The CPUs, found by Benchleaks in a few Geekbench 5 tests, are the Core i9-12950HX, Core i7-12850HX, and Core i5-12600HX, all of which belong to the Intel Alder Lake-HX series of mobility processors. The entire series is going to be packaged in the BGA format, and the CPUs will allegedly feature the full desktop Alder Lake die that has undergone some voltage adjustments. This was a necessity, considering the power and efficiency constraints of a gaming laptop vs a high-end desktop.
The benchmarks, other than giving us a glimpse of the performance of these chips, offer some insights into the exact specifications. The Intel Core i9-12950HX, which is the top CPU in the lineup, already brings an upgrade over its Core i9-12900HK predecessor, upping the core and thread count to 16 cores and 24 threads.

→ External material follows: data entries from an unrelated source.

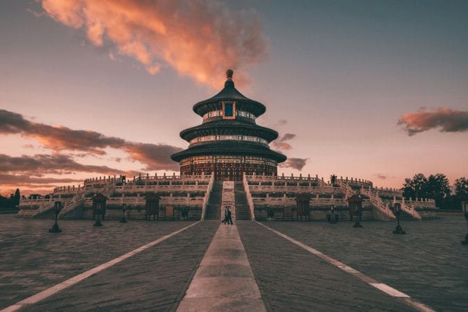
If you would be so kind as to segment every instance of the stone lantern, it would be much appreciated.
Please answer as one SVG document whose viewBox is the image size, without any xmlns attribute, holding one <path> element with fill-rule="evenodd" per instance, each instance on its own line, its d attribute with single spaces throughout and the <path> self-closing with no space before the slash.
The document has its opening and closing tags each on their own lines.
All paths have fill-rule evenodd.
<svg viewBox="0 0 468 312">
<path fill-rule="evenodd" d="M 98 193 L 96 194 L 93 198 L 93 219 L 96 220 L 94 223 L 95 227 L 100 227 L 103 225 L 101 223 L 100 217 L 102 216 L 103 220 L 104 220 L 104 216 L 105 216 L 105 202 L 108 200 L 107 197 Z M 96 219 L 97 216 L 98 218 Z"/>
<path fill-rule="evenodd" d="M 161 198 L 155 193 L 150 193 L 144 198 L 144 200 L 146 201 L 145 205 L 145 218 L 151 220 L 151 215 L 153 215 L 153 220 L 156 220 L 157 216 L 159 219 L 160 199 Z"/>
<path fill-rule="evenodd" d="M 296 201 L 296 220 L 299 220 L 299 217 L 300 216 L 301 220 L 302 220 L 302 217 L 304 216 L 305 220 L 310 220 L 310 194 L 301 193 L 295 198 L 295 200 Z"/>
<path fill-rule="evenodd" d="M 353 195 L 347 200 L 348 209 L 349 209 L 349 219 L 352 221 L 354 216 L 357 217 L 356 223 L 353 226 L 354 227 L 362 227 L 361 220 L 363 216 L 363 199 L 358 195 Z"/>
</svg>

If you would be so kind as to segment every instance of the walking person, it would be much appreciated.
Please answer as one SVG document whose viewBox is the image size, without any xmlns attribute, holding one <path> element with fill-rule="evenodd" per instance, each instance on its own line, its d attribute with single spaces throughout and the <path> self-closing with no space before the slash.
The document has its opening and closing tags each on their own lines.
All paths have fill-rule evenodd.
<svg viewBox="0 0 468 312">
<path fill-rule="evenodd" d="M 226 206 L 224 209 L 224 220 L 221 221 L 221 223 L 227 224 L 229 218 L 227 218 L 227 211 L 229 210 L 229 206 Z"/>
<path fill-rule="evenodd" d="M 231 210 L 229 209 L 229 206 L 227 206 L 227 215 L 226 218 L 227 218 L 227 220 L 226 220 L 226 223 L 229 222 L 230 224 L 234 224 L 232 223 L 232 218 L 231 218 Z"/>
</svg>

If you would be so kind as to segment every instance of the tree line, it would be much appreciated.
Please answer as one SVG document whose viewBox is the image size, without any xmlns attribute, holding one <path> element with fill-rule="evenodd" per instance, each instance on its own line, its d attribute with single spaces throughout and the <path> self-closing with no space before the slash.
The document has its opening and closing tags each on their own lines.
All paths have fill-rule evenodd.
<svg viewBox="0 0 468 312">
<path fill-rule="evenodd" d="M 17 189 L 9 198 L 0 195 L 0 210 L 17 210 L 20 198 L 19 189 Z"/>
<path fill-rule="evenodd" d="M 443 173 L 431 175 L 426 177 L 417 173 L 413 178 L 405 179 L 403 184 L 403 196 L 415 200 L 431 198 L 435 200 L 435 205 L 444 209 L 461 209 L 461 202 L 468 201 L 468 180 L 459 177 L 455 180 L 455 190 L 452 193 L 449 179 Z"/>
</svg>

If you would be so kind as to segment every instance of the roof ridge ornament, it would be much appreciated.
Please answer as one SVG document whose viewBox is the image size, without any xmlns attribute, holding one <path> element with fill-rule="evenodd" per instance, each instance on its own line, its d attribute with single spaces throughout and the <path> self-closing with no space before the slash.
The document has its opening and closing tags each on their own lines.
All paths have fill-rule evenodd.
<svg viewBox="0 0 468 312">
<path fill-rule="evenodd" d="M 232 75 L 234 75 L 234 71 L 232 69 L 227 69 L 226 71 L 226 82 L 224 83 L 224 87 L 234 87 L 234 81 L 232 81 Z"/>
</svg>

Intel is also releasing a Core i9-12900HX CPU with the same core counts, but that processor was not caught in this latest batch of benchmarks.
The CPUs were found benchmarked in upcoming Lenovo laptops and paired with DDR5 memory. Both the Core i9-12950HX and the Core i7-12850HX have the same number of cores and threads (16 and 24, respectively) but they have different cache sizes — the Core i9-12950HX sports 30MB of L3 cache while the Core i7-12850HX is limited to 25MB of L3 cache, as well as lower L2/L1 caches than the top chip. There is also a difference in clock speeds, with the Core i9-12950HX maintaining a 2.5GHz base and 4.9GHz all-core boost and the Core i7-12850HX offering slightly lower speeds, limited to 2.4GHz base and 4.7GHz in turbo mode.
The Intel Core i5-12600HX is perhaps more of a mid-range processor than the other two, but it still can be competitive and will most likely find its way into some of the best gaming laptops. It comes with 12 cores and 16 threads and has very similar clock speeds to the Core i7-12850HX, rated at 2.8GHz base and 4.6GHz boost. It also has an 18MB L3 cache.
Aside from specifications, the Geekbench 5 tests give us an idea of the kind of performance we can expect from these CPUs, and the results are not exactly a surprise. Wccftech compiled them and compared them to various other processors. The Core i9-12950HX achieved 1,962 points in single-core and 15,794 in multi-core tests. These numbers put it just below the Core i9-12900H in single-core operations, but it wins the No.1 spot for multi-core tests by a large margin, defeating its predecessor.
Comparing the CPUs to AMD brings similar results, declaring Intel the all-around winner against processors such as the Ryzen 9 6900HX. However, it’s worth noting that Intel CPUs have higher power requirements than their AMD counterparts.
The first laptops containing these new chips are probably going to start releasing around the summer, so it won’t be long before we can see their performance in real-life tests.